The second case, however, was the one that worried me. It involved a mom with preterm, pre-ruptured membranes that were being monitored, and while hospitalized she ended up losing the baby. Convinced that her baby’s death could have been prevented, she wanted to sue the hospital.
After reviewing the records and the fetal monitor strips, however, I felt the case was not meritorious. Had extraordinary measures been taken and extraordinary monitoring done, could this situation have been prevented? Well, maybe so, but there were no deviations from the standards of care. Appropriate monitoring was done. Yet how I could go to this attorney (who was paying me and expecting me to find something he could work with) and say it was not meritorious? I was nervous. I had to drum up some extra courage.
“Don’t be afraid to give your opinion,” I remembered Vickie saying. “Don’t be wishy-washy.
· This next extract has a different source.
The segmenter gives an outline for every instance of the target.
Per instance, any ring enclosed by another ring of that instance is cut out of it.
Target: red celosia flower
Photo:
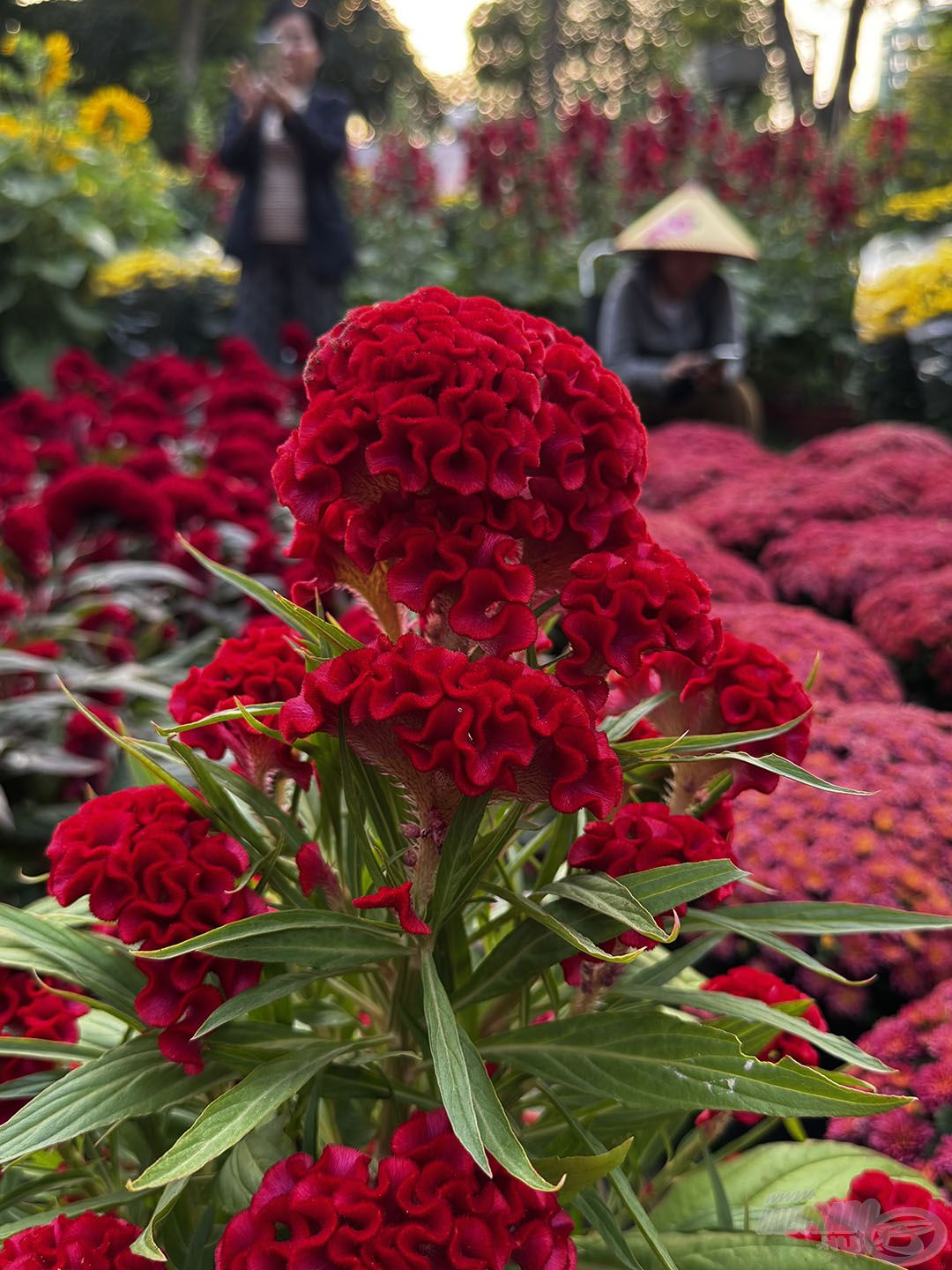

It’s meritorious or it’s not. Just give a firm opinion.” With that in mind, I was able to walk the attorney through the record, pointing out the protocols and policies and showing that the hospital had adhered to standards of care. Satisfied with my opinion, he said, “Okay. I guess there’s not much of a case here.”
Suddenly, everything came together better than I could have expected. Within three months – beginning with an excellent salaried position, then a great response from my first attorney-client, my life had turned around.
For those first two cases, I charged $125/hr, wanting to make sure I was giving quality for my fee. After telling me it was a great value, the attorney expressed that he was pleased to have found me at a reasonable price because I was going to help him launch the next phase of his career. “I have a lot of cases for you to screen,” he said. “So don’t double your prices yet. Let me win a few first.” For the third case, he requested a longer, detailed report. He also gave me an excellent reference.
Will I feel challenged and gratified by this new work I’m doing? That was my reason for changing nursing specialties, after all. I was also looking for a way to get out of debt.
At the hospital, besides my normal hours, I’d been picking up extra evening hours in the ICU. At 42 years old, I did not want to do that for the next ten years just to pay for my kid’s baseball activities. Now I make my own hours, and it works really well. I’m a morning person, so I get up an hour before my normal tasks. My kids, nine and eleven, are still sleeping. They don’t even notice. In addition to a salary increase of more than 10%, my first three cases earned extra income of about $4,500 in one month. I’m kicking debt out the door.
I love the professionalism of what I do now in my legal nurse consulting business. I love wearing a suit, looking like I belong in a professional world and approaching attorneys with confidence. I love to learn, interpret medical records and write reports.
Already I’ve gained self-assurance in myself, in the knowledge I have as an RN, and I know I can make a difference in the legal maneuverings that take place in the medical world. Being a Certified Legal Nurse Consultant is not only challenging but also an immensely gratifying next phase for my nursing career.